È una trasformazione che fu resa più difficile dal fatto che da un lato gli antichi fattori identitari sembravano vacillare, ma d’altro era percepibile un dinamismo dell’affermazione della propria identità che scaturiva dal di dentro. Questa lotta per l’identità è conclusa, ma è in pieno svolgimento.

Lei stesso ha affrontato molte cose con occhio critico. Una volta ha paragonato il post-Concilio a un cantiere. La Chiesa ha forse smarrito il piano di costruzione?

No, non direi. Si tratta semplicemente di usare più comunione e ridurre l’individualismo e l’egoismo di gruppo. In un tempo in cui la “capacità di fare” è parte integrante del principale modello di comportamento c’è anche la tentazione di dire: bene, rimbocchiamoci le maniche e facciamo la Chiesa. La Chiesa però non dev’essere fatta, ma vissuta.

La critica per cui il Vaticano II si sia svolto in modo troppo unilaterale è evidente. Ma l’accusa di unilateralismo è interpretata diversamente a seconda che provenga da teologi conservatori o progressisti e alla fine c’è la comune richiesta di un nuovo concilio di cui la Chiesa avrebbe bisogno. Ha bisogno di un nuovo Concilio?

La questione di un nuovo concilio non è attuale. E già solo per il fatto che dobbiamo ancora lavorare su quello che ci ha dato l’ultimo concilio. Un concilio rappresenta una grande sfida per la Chiesa. Molto è messo in movimento e messo in crisi. A volte un organismo necessita un’operazione ma poi ha bisogno del tempo per rigenerarsi e delle normali cure. Chiesa e concilio sono in un rapporto simile.

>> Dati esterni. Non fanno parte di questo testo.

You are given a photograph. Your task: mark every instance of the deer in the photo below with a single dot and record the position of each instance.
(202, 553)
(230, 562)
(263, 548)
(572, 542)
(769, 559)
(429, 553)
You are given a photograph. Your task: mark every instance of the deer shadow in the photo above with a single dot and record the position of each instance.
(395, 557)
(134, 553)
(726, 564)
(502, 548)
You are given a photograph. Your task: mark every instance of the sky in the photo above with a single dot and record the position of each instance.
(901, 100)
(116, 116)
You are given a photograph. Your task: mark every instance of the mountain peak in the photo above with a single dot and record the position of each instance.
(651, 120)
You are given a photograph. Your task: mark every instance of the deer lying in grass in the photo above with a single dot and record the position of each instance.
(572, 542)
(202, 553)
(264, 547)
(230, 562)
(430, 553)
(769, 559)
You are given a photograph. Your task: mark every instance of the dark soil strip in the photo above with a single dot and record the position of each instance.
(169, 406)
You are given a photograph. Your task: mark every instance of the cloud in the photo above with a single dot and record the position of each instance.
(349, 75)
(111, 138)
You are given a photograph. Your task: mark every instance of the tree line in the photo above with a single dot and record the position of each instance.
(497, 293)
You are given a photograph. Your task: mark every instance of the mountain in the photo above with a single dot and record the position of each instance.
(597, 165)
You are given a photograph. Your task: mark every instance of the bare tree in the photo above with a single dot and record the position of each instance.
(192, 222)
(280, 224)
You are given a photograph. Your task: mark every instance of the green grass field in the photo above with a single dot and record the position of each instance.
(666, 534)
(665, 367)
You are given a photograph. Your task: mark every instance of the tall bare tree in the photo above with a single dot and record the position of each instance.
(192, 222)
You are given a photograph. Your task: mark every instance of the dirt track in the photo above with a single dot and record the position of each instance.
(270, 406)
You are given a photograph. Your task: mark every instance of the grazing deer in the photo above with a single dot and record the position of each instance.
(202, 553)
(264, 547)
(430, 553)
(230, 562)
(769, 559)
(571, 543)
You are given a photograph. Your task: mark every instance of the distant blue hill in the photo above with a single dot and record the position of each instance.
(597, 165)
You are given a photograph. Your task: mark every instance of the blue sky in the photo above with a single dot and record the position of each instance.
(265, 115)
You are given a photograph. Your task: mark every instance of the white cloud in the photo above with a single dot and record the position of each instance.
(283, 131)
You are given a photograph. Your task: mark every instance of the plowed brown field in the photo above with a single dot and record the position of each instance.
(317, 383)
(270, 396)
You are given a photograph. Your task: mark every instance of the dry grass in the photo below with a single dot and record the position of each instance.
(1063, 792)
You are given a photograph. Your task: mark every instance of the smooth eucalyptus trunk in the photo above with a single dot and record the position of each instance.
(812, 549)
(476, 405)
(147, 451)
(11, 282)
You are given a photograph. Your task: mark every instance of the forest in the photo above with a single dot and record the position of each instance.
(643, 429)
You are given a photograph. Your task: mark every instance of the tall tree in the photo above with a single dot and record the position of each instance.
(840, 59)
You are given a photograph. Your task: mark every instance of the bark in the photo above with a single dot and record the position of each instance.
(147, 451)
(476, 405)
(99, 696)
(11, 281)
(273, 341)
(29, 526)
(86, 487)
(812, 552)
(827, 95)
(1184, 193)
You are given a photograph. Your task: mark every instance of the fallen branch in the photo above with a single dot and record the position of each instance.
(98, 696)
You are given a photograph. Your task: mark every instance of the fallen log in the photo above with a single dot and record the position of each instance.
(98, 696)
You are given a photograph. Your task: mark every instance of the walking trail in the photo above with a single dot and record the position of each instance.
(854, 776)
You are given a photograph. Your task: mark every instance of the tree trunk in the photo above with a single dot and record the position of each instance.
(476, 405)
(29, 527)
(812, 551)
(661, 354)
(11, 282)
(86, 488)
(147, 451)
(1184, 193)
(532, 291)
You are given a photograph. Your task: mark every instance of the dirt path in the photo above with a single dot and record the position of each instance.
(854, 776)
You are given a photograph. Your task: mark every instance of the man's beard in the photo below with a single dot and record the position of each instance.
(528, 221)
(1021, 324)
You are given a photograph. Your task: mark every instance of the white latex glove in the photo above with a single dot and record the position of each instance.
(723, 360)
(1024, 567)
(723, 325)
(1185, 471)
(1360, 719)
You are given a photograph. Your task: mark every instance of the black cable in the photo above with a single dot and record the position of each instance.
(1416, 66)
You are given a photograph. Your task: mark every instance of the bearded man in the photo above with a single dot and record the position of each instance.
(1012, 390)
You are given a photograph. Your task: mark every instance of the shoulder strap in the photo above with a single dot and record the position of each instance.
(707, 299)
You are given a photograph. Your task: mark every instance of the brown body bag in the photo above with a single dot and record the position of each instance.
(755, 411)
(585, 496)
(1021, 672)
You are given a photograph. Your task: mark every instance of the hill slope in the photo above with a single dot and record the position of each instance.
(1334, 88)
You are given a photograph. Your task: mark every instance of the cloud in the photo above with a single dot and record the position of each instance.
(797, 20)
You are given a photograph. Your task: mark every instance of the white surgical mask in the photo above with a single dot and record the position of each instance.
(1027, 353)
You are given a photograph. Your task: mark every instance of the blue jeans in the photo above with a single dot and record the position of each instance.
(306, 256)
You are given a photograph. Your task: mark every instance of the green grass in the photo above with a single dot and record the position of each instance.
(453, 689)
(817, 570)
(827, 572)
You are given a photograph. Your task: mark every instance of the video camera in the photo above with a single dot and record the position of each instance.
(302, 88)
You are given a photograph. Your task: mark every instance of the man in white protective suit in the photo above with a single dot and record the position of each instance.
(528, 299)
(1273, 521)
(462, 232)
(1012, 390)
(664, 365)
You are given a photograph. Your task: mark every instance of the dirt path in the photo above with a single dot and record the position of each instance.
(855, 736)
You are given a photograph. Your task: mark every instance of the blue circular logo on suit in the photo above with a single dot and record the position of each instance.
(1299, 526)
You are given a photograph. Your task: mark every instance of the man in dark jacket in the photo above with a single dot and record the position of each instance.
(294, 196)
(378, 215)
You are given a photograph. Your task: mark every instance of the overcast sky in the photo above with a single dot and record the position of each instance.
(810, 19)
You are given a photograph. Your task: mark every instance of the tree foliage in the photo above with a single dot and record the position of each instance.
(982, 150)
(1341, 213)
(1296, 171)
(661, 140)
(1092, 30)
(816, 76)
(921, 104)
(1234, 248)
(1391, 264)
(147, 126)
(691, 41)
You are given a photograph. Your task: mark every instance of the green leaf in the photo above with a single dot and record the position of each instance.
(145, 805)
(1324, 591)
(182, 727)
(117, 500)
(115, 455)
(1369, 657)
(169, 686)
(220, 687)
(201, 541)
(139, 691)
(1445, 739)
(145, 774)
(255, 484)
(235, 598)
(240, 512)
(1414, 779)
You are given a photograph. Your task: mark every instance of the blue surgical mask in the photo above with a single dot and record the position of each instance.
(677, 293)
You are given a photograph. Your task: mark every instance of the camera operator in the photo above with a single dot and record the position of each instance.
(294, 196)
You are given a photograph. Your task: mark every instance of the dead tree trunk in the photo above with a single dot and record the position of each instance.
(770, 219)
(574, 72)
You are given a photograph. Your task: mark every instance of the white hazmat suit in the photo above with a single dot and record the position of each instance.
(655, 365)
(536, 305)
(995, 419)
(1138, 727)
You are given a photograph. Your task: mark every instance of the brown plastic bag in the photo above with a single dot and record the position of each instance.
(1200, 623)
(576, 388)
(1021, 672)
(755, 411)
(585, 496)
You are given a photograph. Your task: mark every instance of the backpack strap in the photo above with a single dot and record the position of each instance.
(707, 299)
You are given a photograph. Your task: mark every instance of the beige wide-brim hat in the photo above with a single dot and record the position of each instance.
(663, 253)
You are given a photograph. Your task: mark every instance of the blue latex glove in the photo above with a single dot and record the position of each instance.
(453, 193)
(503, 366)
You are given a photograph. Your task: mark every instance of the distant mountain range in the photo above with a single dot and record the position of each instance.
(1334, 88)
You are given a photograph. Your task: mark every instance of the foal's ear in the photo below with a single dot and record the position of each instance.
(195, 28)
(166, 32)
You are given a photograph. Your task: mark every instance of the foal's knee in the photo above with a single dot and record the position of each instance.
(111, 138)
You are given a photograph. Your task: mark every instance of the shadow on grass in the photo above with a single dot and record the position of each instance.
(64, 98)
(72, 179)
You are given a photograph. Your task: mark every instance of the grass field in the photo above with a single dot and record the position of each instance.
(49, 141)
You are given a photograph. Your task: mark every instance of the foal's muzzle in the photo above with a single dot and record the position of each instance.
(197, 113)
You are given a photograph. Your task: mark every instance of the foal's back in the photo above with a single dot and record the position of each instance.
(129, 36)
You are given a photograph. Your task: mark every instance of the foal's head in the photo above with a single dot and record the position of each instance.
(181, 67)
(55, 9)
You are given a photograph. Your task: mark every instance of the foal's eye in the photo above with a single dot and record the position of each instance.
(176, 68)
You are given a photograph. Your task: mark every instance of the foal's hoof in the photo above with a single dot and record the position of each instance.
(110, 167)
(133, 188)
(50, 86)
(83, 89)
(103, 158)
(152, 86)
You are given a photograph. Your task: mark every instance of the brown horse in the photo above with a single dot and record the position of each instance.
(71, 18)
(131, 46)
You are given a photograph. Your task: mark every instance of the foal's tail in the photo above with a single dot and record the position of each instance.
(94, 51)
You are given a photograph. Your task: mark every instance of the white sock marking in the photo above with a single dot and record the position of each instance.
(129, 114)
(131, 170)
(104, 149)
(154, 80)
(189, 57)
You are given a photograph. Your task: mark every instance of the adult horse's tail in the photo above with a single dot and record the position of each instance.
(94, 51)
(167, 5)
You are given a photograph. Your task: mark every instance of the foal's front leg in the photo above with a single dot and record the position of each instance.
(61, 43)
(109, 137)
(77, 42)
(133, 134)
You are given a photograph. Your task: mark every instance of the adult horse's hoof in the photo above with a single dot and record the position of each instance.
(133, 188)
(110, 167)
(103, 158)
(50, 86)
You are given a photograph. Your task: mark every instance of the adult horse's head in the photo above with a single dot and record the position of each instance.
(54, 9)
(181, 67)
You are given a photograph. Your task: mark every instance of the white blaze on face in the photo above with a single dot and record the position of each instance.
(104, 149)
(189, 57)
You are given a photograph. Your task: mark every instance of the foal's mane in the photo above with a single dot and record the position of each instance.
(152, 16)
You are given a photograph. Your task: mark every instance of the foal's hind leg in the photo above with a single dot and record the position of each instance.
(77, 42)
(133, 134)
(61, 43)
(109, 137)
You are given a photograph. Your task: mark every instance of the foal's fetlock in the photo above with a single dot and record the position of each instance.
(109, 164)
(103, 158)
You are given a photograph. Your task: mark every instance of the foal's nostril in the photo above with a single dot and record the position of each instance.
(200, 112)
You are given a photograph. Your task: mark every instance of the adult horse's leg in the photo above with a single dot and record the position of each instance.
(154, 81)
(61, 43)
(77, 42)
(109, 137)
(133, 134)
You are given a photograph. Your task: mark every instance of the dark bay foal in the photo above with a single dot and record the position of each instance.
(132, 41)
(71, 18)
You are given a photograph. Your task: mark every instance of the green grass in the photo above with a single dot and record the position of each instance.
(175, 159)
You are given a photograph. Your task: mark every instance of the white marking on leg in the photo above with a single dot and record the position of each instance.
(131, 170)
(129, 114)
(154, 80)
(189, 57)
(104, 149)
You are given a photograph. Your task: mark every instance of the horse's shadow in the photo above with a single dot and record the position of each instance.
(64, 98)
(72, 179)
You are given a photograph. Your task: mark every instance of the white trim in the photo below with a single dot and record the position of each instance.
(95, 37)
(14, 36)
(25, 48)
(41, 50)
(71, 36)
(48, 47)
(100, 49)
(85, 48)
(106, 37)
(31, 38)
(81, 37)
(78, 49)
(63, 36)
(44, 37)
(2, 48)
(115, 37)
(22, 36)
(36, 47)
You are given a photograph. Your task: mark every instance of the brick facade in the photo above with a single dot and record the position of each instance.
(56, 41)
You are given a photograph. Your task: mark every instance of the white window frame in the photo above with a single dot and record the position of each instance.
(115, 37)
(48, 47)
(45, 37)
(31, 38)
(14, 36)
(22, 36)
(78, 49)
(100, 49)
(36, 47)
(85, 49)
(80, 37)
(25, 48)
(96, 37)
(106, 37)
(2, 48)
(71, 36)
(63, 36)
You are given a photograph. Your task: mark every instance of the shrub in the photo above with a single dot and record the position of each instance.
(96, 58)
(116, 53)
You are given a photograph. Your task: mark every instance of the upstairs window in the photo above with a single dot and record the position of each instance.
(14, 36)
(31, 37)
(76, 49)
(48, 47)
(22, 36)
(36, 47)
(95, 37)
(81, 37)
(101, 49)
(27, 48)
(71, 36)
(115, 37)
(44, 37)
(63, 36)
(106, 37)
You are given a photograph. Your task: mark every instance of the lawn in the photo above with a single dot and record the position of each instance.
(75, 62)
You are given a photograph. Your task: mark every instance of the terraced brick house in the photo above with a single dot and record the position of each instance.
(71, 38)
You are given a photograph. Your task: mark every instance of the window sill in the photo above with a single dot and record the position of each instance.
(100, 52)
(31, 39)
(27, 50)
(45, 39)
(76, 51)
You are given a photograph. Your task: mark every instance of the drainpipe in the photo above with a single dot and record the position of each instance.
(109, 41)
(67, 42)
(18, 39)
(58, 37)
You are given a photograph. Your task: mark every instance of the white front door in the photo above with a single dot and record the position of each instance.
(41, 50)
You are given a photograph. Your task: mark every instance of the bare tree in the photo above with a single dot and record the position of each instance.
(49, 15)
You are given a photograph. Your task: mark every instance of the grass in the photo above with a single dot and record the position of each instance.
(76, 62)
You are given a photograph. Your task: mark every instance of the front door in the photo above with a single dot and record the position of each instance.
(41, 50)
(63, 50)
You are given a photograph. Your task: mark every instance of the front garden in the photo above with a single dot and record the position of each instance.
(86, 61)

Peraltro, disponiamo della forma del Sinodo dei vescovi che in un modo meno esigente aiuta a realizzare una forma di vita comunionale nella Chiesa ed una comprensione condivisa sul cammino successivo in essa. È questa la strada giusta: integrare l’eredità del Vaticano II nella storia complessiva. Non abbiamo bisogno di sempre nuovi programmi, ma soprattutto anche serenità interiore.

Cosa, dalla sua prospettiva, bisognerebbe conservare del Concilio, cosa rivedere e cosa maggiormente accentuare?

Innanzitutto, molto semplicemente è valido tutto quello che dicono i testi vincolanti del Concilio, e che alla lunga ancora non è stato valorizzato del tutto. Se poi nel concreto dovessi evidenziare alcuni aspetti concreti, sottolineerei innanzitutto il rilievo nuovo dato alla Bibbia e alla comune eredità dei Padri; poi la visione dell’uomo personalistica, e inoltre le affermazioni sulla natura della Chiesa; metterei poi in rilievo l’accento posto sull’ecumenismo e infine sull’intuizione fondamentale del rinnovamento liturgico. Per quel che riguarda quest’ultimo punto, bisogna tuttavia dire anche questo: nel concreto la riforma della liturgia non sempre si è realizzata in modo tale che fosse realmente utile alle persone. Giungo così alla seconda parte della Sua domanda. Insieme al grande “sì” riguardo a quello che il Concilio stesso ha voluto, bisognerà comunque riflettere con nuova serietà sugli arbitri compiuti. Al nostro “sì” al mondo dobbiamo aggiungere che il mondo ha bisogno di autocritica, di obiezione critica, che la solidarietà abbia un fondamento critico. Il potenziale critico di cui dispone il cristiano rispetto ai processi deve pienamente operare.